I didn't think of this. Then it is possible to use XHR so it is less needed for forms. Although, it might be useful for forms too if the above use cases are rational and sane (they might not be?).
Comment 5 Robin Berjon 2013-09-03 11:18:18 UTC
(In reply to comment #4)
> I didn't think of this. Then it is possible to use XHR so it is less needed
> for forms. Although, it might be useful for forms too if the above use cases
> are rational and sane (they might not be?).

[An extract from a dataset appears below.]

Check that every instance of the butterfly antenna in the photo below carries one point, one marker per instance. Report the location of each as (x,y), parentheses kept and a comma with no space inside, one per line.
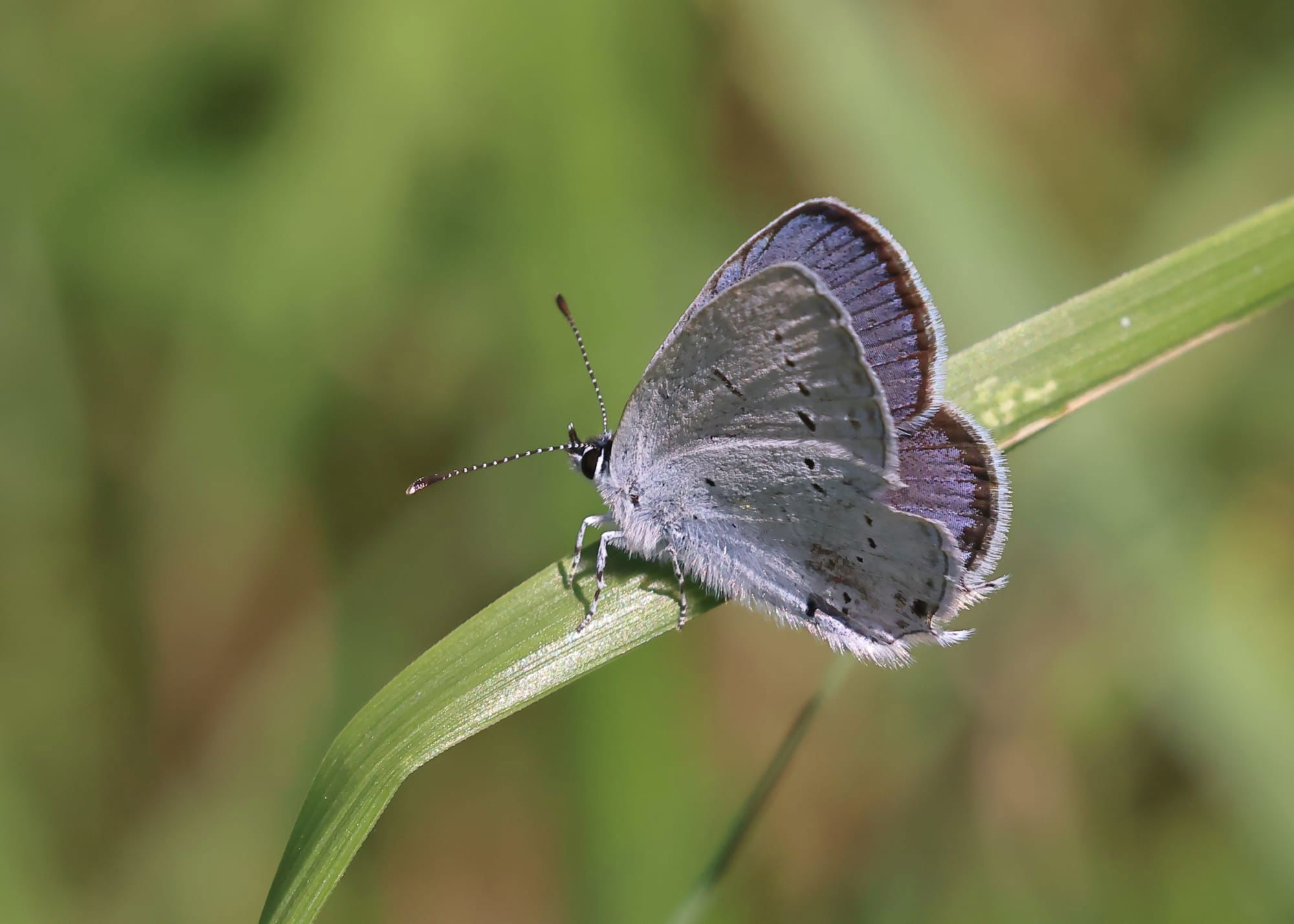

EDITOR'S RESPONSE: This is an Editor's Response to your comment. If you are
satisfied with this response, please change the state of this bug to CLOSED. If
you have additional information and would like the Editor to reconsider, please
reopen this bug. If you would like to escalate the issue to the full HTML
Working Group, please add the TrackerRequest keyword to this bug, and suggest
title and text for the Tracker Issue; or you may create a Tracker Issue
yourself, if you are able to do so. For more details, see this document:

   http://dev.w3.org/html5/decision-policy/decision-policy.html

Status: Rejected
Change Description: none
Rationale: It could indeed be interesting in theory, but in practice and as indicated in the message quoted in #1 it would require figuring out the interaction model and how to set some headers along the way. Without those, the addition isn't very useful. In fact, even with those the chances are pretty big that the default interaction won't be what developers want, and people will have to resort to XHR anyway. XHR works well for this, so the need is met.
Comment 6 Cameron Jones 2013-09-03 11:44:53 UTC
There is an active change proposal for additional form methods, registered under issue 195 - see here for details:

http://www.w3.org/html/wg/tracker/issues/195


For a completed extension specificaion see:

http://cameronjones.github.io/form-http-extensions/index.html


Please send feedback and/or comments to public-html or public-html-comments.